- Born: 1961 (age 64–65)
- Education: Technion – Israel Institute of Technology, New York University
- Known for: Medical imaging, Computer-assisted surgery
- Scientific career
- Fields: Computer Science
- Workplaces: Hebrew University of Jerusalem
- Doctoral advisor: Ernest Davis

= Leo Joskowicz =

Israeli computer scientist

Leo Joskowicz (לאו יוסקוביץ; born 1961) is a Mexican–Israeli computer scientist specializing in medical imaging and computer-assisted surgery. He is a professor in the Rachel and Selim Benin School of Computer Science and Engineering at the Hebrew University of Jerusalem, and former president of The MICCAI Society.

==Education and career==
Joskowicz grew up in Mexico, and attended a French-language school in Mexico City. He went to Israel for undergraduate studies in computer science at the Technion – Israel Institute of Technology, graduating in 1983, and then moved to New York City for graduate study at the Courant Institute of Mathematical Sciences of New York University. After a 1984 master's degree under the supervision of M. C. Harrison, he completed his PhD in 1988 with the dissertation Reasoning about Shape and Kinematic Function in Mechanical Devices supervised by Ernest Davis.

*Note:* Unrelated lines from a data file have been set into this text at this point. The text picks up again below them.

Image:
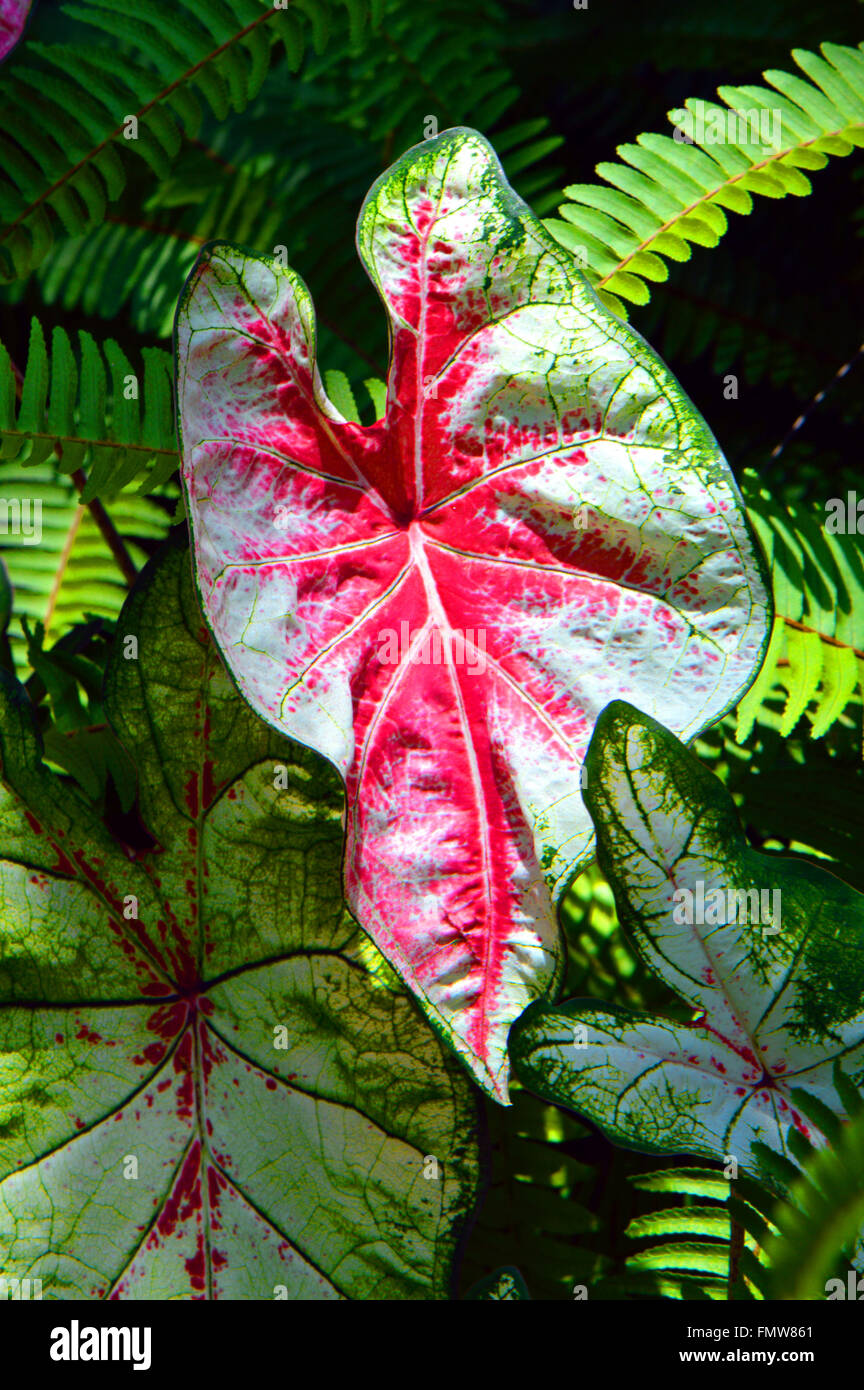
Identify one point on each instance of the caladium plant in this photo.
(442, 601)
(767, 950)
(203, 1093)
(13, 17)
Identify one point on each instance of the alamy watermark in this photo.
(721, 906)
(435, 647)
(21, 517)
(760, 127)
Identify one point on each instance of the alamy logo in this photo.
(21, 519)
(718, 906)
(436, 647)
(75, 1343)
(853, 1289)
(18, 1289)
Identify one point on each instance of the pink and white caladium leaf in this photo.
(13, 17)
(203, 1090)
(443, 601)
(768, 951)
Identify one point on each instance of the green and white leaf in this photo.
(778, 997)
(203, 1093)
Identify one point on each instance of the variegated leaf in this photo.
(768, 951)
(203, 1091)
(443, 601)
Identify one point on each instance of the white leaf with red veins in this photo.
(442, 602)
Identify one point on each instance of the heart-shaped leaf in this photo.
(203, 1093)
(770, 952)
(13, 17)
(443, 601)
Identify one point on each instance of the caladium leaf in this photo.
(443, 601)
(13, 17)
(203, 1093)
(768, 951)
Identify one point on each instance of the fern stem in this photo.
(829, 641)
(710, 193)
(61, 565)
(842, 371)
(109, 533)
(117, 131)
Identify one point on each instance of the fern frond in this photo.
(71, 573)
(64, 154)
(817, 1233)
(691, 1244)
(816, 653)
(532, 1215)
(90, 410)
(667, 193)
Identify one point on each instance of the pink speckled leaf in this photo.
(443, 601)
(13, 17)
(203, 1091)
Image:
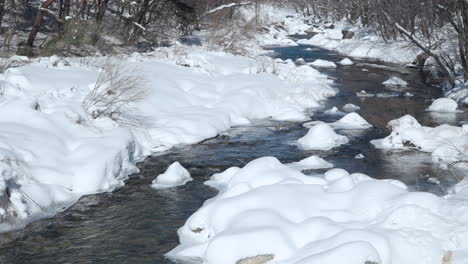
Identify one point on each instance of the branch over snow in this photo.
(425, 48)
(221, 7)
(50, 12)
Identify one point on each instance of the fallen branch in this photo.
(219, 8)
(424, 48)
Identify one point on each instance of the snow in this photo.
(346, 62)
(52, 151)
(445, 105)
(365, 43)
(334, 111)
(359, 156)
(323, 64)
(175, 175)
(363, 93)
(311, 163)
(395, 81)
(447, 144)
(351, 121)
(459, 93)
(269, 209)
(321, 137)
(351, 108)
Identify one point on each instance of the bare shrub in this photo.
(5, 64)
(264, 64)
(115, 93)
(233, 37)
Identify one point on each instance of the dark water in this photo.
(138, 224)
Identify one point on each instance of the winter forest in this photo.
(234, 131)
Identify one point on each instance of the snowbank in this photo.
(346, 62)
(321, 137)
(445, 105)
(175, 175)
(52, 151)
(365, 44)
(448, 144)
(268, 209)
(351, 107)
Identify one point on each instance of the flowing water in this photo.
(137, 224)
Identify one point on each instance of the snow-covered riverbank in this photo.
(270, 211)
(52, 152)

He worked for IBM Research at the Thomas J. Watson Research Center from 1988 to 1995, when he returned to Israel as a senior lecturer at the Hebrew University of Jerusalem. He became an associate professor in 2000 and full professor in 2006, directed the Leibniz Center for Research in Computer Science from 2001 to 2009, and has been a member of the Edmond and Lily Safra Center for Brain Sciences since 2007. He has also held visiting professorships at the Instituto Tecnológico Autónomo de México, National Autonomous University of Mexico, and Chiba University in Japan.

He was president of The MICCAI Society from 2019 to 2022.

==Recognition==
Joskowicz was elected as an IEEE Fellow in 2013, "for contributions to computer assisted surgery and medical image processing". He has been an ASME Fellow since 2012, and a Fellow of The MICCAI Society since 2017.